Pi0 is an advanced Vision-Language-Action (VLA) model that can quickly adapt to specific robot tasks through few-shot fine-tuning.

This document is based on the LeRobot framework and uses the pre-trained Pi0 model (lerobot/pi0) for fine-tuning on custom robot datasets.

Prerequisites

  • Have a dataset in LeRobot format (refer to the LeRobot dataset export guide in the previous section)
  • Need to adapt the Pi0 model to specific robot hardware, tasks, or control strategies
  • Familiar with PyTorch and the Hugging Face ecosystem training process
  • Basic experience in deep learning model training

Fine-Tuning Overview

Fine-tuning is the process of further training a pre-trained model using domain-specific data, typically involving fewer iterations.

The Pi0 model has been pre-trained on diverse robot tasks, possessing general visual perception, language understanding, and action generation capabilities.

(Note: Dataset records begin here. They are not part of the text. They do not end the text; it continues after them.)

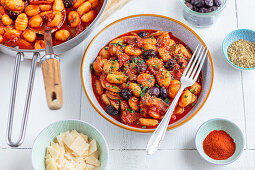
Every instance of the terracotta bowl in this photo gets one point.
(138, 22)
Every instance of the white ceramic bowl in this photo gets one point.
(50, 132)
(139, 22)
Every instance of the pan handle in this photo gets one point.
(52, 81)
(27, 102)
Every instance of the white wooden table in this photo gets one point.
(232, 97)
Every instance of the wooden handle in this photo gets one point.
(52, 83)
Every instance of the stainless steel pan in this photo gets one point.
(35, 55)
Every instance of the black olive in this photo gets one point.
(126, 94)
(163, 93)
(111, 110)
(213, 8)
(142, 68)
(142, 34)
(149, 53)
(170, 64)
(189, 5)
(134, 59)
(198, 3)
(204, 10)
(13, 15)
(195, 8)
(154, 91)
(68, 3)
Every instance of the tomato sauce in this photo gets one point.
(176, 74)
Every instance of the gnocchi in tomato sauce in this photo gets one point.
(22, 19)
(136, 76)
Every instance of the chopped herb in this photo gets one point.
(120, 44)
(167, 101)
(114, 44)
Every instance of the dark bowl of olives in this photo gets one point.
(202, 13)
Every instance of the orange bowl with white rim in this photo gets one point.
(145, 22)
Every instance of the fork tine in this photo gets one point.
(201, 64)
(194, 62)
(198, 62)
(193, 56)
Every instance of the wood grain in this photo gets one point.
(111, 7)
(52, 83)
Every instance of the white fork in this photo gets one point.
(188, 78)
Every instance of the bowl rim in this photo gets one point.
(230, 122)
(76, 120)
(220, 8)
(130, 127)
(226, 55)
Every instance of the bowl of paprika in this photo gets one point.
(219, 141)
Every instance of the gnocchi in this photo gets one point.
(140, 76)
(21, 22)
(62, 35)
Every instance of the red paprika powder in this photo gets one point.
(219, 145)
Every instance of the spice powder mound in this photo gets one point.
(242, 53)
(218, 145)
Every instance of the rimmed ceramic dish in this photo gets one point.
(50, 132)
(139, 22)
(245, 34)
(220, 124)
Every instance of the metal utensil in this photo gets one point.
(188, 78)
(50, 64)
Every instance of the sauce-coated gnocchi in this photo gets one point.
(141, 71)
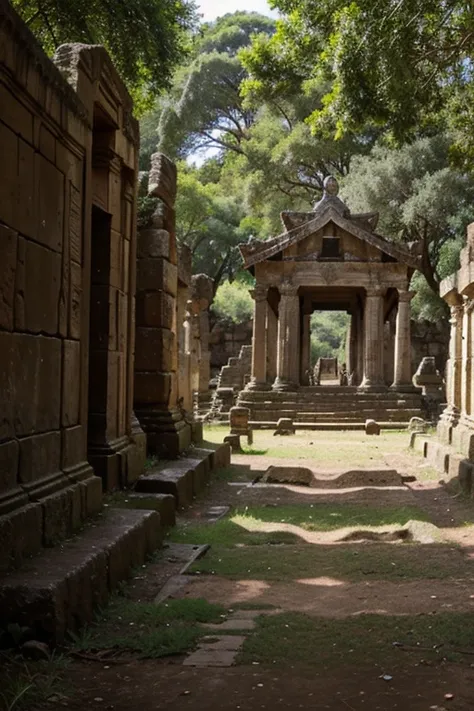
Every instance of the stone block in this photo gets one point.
(155, 309)
(8, 243)
(29, 384)
(9, 462)
(73, 447)
(372, 427)
(41, 289)
(154, 243)
(15, 114)
(233, 441)
(154, 349)
(40, 455)
(47, 144)
(75, 301)
(9, 182)
(20, 536)
(164, 504)
(178, 482)
(156, 274)
(152, 388)
(50, 204)
(162, 179)
(57, 516)
(71, 383)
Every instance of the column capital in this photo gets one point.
(259, 293)
(375, 291)
(468, 305)
(287, 288)
(405, 296)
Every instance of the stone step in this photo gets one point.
(185, 477)
(328, 426)
(61, 587)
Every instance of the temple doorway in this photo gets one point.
(328, 347)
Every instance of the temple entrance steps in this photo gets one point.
(328, 407)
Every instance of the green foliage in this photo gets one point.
(232, 302)
(146, 39)
(420, 198)
(405, 67)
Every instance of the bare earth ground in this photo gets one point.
(346, 611)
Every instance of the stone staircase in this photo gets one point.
(331, 407)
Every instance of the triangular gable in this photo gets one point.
(253, 253)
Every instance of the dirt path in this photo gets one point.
(336, 616)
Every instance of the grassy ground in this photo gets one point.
(350, 563)
(294, 638)
(246, 526)
(322, 448)
(146, 629)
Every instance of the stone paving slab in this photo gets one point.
(231, 624)
(217, 658)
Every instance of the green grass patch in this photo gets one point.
(149, 630)
(351, 563)
(246, 526)
(334, 449)
(27, 684)
(295, 638)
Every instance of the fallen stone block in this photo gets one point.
(285, 426)
(234, 442)
(372, 427)
(178, 482)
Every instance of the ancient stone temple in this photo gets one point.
(452, 451)
(330, 259)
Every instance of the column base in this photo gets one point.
(257, 385)
(281, 385)
(370, 386)
(404, 388)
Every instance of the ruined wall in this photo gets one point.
(225, 342)
(65, 153)
(430, 338)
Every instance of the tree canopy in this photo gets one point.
(146, 39)
(403, 66)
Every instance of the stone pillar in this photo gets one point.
(272, 336)
(402, 380)
(454, 364)
(259, 340)
(156, 350)
(306, 349)
(288, 339)
(373, 340)
(466, 355)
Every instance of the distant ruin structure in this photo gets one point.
(330, 259)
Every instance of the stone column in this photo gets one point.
(454, 364)
(466, 355)
(402, 380)
(373, 340)
(288, 339)
(258, 380)
(272, 339)
(306, 349)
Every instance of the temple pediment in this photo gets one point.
(329, 232)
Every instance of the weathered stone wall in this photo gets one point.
(225, 342)
(156, 355)
(430, 338)
(67, 250)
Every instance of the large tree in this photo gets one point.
(399, 64)
(146, 39)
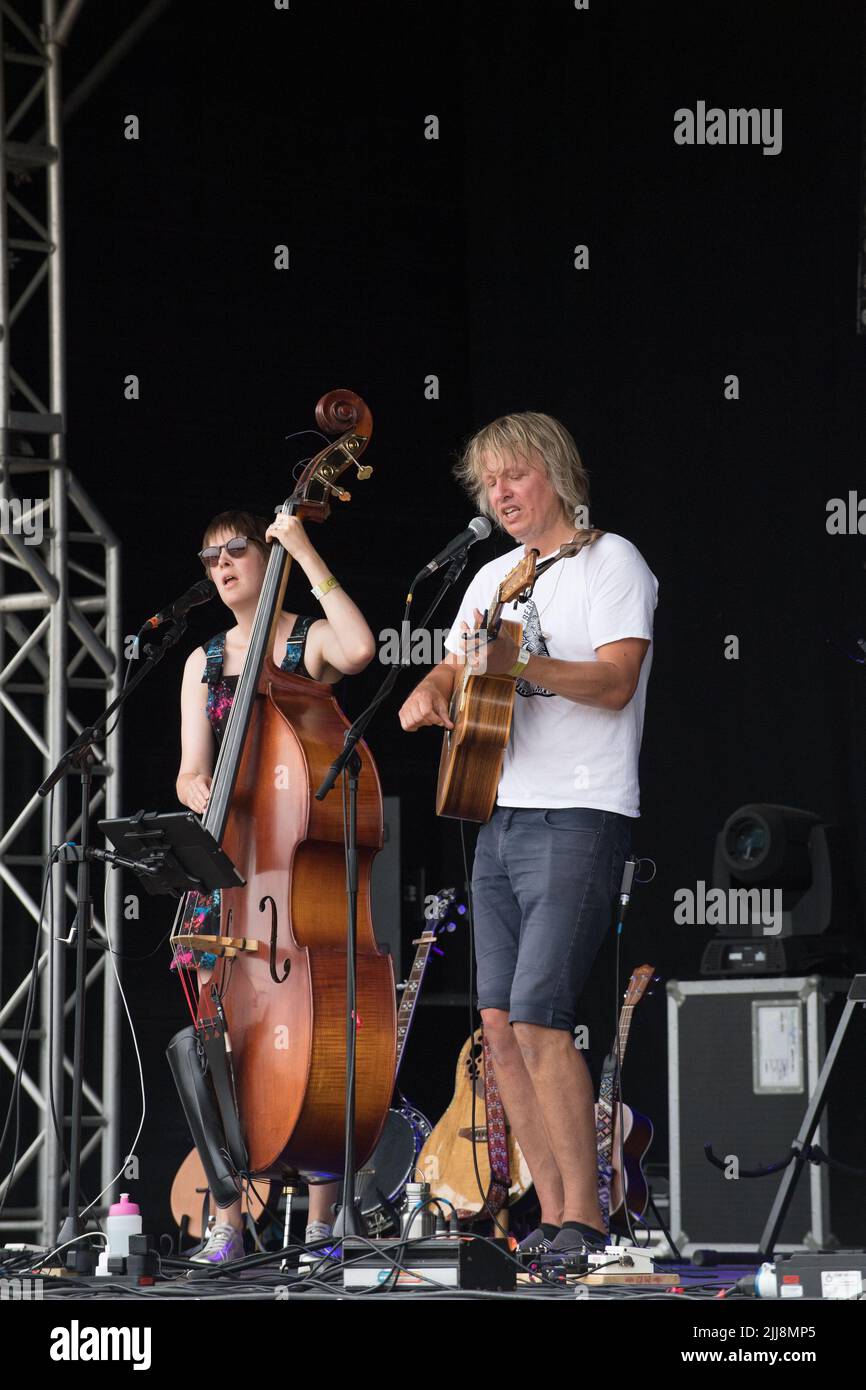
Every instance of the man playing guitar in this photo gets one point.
(549, 861)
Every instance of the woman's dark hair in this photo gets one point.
(239, 523)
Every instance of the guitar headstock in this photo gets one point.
(641, 979)
(521, 577)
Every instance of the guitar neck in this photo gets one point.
(410, 993)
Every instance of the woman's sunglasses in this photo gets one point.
(210, 555)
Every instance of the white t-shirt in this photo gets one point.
(563, 754)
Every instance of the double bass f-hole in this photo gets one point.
(287, 965)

Through fine-tuning, Pi0 can achieve:

  • Environmental Adaptation: Adjust to specific camera views, lighting conditions, and mechanical structures
  • Task Specialization: Optimize performance for specific tasks (e.g., object grasping, classification, or placement)
  • Precision Improvement: Significantly enhance control accuracy and success rate in target tasks

In simple terms: Pre-trained models know a lot, but not necessarily about you; after fine-tuning, they understand you.

Environment Preparation

System Requirements

Ensure your environment meets the following requirements:

  • Python ≥ 3.8 (recommended 3.10 or higher)
  • GPU: At least 32GB VRAM (Pi0 is a large-scale model, recommend NVIDIA V100 or higher performance GPU)
  • Memory: At least 64GB system RAM
  • Storage: Sufficient disk space for datasets and model checkpoints

Install Dependencies

# Clone LeRobot repository (primary)
git clone https://github.com/lerobot-ai/lerobot.git
cd lerobot/

# Install LeRobot framework (including Pi0 support)
pip install -e ".[pi0]"

# Verify installation
python -c "from lerobot.policies import Pi0Policy; print('Pi0 installed successfully!')"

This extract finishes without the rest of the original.